I think I must have looked at her kind of funny.
“Give up what?” I asked.
“Give up this need you have. To write all the time.”
“No, I can’t. I won’t.”
And yet, her words have stayed as a kind of shadow in the back of my mind, calling to me. There are times when writing becomes so difficult and miserable and pointless that I think to myself: you know, there is an option here. Just stop… Stop thinking of yourself as a writer. Stop thinking you must write. Do something else. Dig ditches. Build homes. Teach kids how to kitesurf or climb. You can become an electrician and install mini splits or solar panels. After all, if there’s one thing I know for sure, Russell, it’s that the world needs more solar panels.
It’s roughly five years since I had that conversation.
And what remains, as I turn forty, feels mainly like a choice: what is left to be done vs. what is left to give up.
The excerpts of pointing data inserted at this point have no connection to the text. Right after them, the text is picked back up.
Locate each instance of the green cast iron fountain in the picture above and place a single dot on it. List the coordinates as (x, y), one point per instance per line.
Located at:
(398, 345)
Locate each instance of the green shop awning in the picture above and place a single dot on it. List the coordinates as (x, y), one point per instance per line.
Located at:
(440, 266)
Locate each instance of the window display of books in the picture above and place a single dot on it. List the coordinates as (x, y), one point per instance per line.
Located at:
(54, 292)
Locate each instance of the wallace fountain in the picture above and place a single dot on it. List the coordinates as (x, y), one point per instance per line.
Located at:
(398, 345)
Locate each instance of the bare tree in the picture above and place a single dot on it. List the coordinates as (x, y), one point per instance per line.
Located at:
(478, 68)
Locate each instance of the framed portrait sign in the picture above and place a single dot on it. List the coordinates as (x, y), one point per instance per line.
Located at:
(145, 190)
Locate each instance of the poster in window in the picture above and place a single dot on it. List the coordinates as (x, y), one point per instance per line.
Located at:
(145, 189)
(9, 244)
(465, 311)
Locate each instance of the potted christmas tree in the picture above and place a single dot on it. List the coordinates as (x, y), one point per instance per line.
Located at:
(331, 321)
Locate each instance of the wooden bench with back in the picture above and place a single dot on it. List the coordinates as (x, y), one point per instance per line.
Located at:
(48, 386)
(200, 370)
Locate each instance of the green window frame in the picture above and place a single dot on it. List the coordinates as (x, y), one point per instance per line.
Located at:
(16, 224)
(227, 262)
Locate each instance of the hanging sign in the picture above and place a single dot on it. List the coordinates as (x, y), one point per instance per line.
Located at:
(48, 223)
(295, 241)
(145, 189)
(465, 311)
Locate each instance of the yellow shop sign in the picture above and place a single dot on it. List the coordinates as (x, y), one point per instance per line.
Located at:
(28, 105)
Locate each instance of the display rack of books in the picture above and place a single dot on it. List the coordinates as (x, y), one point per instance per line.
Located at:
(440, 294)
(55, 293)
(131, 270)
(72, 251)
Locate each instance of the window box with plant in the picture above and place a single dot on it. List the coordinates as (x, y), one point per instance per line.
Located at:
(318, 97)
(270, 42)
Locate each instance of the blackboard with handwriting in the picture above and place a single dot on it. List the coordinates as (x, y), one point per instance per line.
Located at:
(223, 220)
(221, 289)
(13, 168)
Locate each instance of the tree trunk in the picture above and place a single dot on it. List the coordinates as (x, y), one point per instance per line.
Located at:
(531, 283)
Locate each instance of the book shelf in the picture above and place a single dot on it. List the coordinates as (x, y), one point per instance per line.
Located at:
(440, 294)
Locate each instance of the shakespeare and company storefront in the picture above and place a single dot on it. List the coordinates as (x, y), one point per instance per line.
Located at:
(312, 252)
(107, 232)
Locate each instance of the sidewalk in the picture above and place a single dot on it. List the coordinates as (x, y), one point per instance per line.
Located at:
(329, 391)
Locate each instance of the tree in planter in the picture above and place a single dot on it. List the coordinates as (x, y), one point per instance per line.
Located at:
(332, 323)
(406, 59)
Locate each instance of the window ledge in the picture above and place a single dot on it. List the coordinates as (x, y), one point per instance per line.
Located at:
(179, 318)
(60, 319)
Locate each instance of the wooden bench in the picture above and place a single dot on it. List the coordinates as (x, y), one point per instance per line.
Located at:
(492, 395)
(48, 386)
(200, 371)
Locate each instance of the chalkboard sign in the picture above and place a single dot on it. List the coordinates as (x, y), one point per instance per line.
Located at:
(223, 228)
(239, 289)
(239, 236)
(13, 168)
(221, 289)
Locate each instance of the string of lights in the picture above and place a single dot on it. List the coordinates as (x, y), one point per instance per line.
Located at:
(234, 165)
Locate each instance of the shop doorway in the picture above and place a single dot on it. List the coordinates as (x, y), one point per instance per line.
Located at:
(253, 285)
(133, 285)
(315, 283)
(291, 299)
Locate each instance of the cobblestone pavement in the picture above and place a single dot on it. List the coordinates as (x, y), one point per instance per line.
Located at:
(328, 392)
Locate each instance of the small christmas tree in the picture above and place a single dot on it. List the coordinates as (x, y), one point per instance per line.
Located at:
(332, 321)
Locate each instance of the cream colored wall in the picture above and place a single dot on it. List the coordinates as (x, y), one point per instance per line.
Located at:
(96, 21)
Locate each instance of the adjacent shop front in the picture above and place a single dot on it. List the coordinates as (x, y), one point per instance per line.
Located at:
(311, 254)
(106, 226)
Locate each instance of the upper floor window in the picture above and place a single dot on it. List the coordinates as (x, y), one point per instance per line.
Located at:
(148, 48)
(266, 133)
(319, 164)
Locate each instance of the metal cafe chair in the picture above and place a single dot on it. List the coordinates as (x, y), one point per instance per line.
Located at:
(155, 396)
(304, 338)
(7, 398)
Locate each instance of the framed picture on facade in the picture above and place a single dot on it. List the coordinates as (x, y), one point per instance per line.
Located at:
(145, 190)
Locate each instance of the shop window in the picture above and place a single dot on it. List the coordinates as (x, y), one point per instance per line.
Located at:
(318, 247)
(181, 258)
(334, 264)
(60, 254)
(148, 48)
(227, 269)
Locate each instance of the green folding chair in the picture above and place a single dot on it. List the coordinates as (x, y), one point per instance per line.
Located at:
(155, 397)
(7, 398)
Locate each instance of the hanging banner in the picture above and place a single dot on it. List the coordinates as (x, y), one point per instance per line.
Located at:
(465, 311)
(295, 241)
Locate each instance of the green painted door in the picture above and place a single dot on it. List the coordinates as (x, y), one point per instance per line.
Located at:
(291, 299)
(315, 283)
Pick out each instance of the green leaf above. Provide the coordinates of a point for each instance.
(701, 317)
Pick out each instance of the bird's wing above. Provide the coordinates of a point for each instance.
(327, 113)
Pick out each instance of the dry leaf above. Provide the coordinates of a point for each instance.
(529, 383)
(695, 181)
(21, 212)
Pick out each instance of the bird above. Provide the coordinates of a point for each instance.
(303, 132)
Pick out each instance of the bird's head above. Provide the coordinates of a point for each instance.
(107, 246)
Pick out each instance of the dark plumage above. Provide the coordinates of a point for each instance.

Sometimes, when I feel as if I should write or publish but do not have a particular topic in mind, I go to my Substack and look at the list of drafts started but not finished. The list grows longer and longer. Here’s a partial view — all of these have drafts and notes waiting for my attention one day:
David Hume and living in the matrix
The choices we make for our kids
I was wrong about my depression
Fox thinkers and hedgehog thinkers
Euphemisms for money
On commoditizing your time
Marketing is dead; long live marketing
Fear and waiting
How to write about yourself
Making decisions amid uncertainty
Our relationship to government
The anti-life coach
The superpower every man should learn
The brave face
Substitutes for religion
I am not your writing coach
The Ninth Path
What will be your “legacy”?
Can you be yourself when you’re around other people?
How NOT to write a personal mission statement
Yes but should you make money writing online?
Growing up in the 90s didn’t prepare me for this
Idolizing Hemingway (TBD in aforementioned book)
It’s an attention economy and I don’t care about your attention
Paying attention to women
Why I’m not taking vacations anymore
Rock climbing in Paklenica
Notes on Anna
On losing guy friends
Do not go gentle
As I said, this is a partial list. There are thousands of words still unpublished waiting in those drafts. Ideas to be developed. Or abandoned.
And there are other life goals (the phrase is beginning to seem quaint), as I turn 40, that I think I am ready to give up. And others I’m not. Some countries still to visit, mountains still to climb, and others I’ll never see. Business enterprises to embark on, and others to cut loose. Languages to learn, or give up on learning. People to go see or give up on seeing.
Perhaps in your 40s, you begin to triage time.
Or perhaps I will find some kind of grace so that it doesn’t feel like a triage. Wouldn’t that be nice.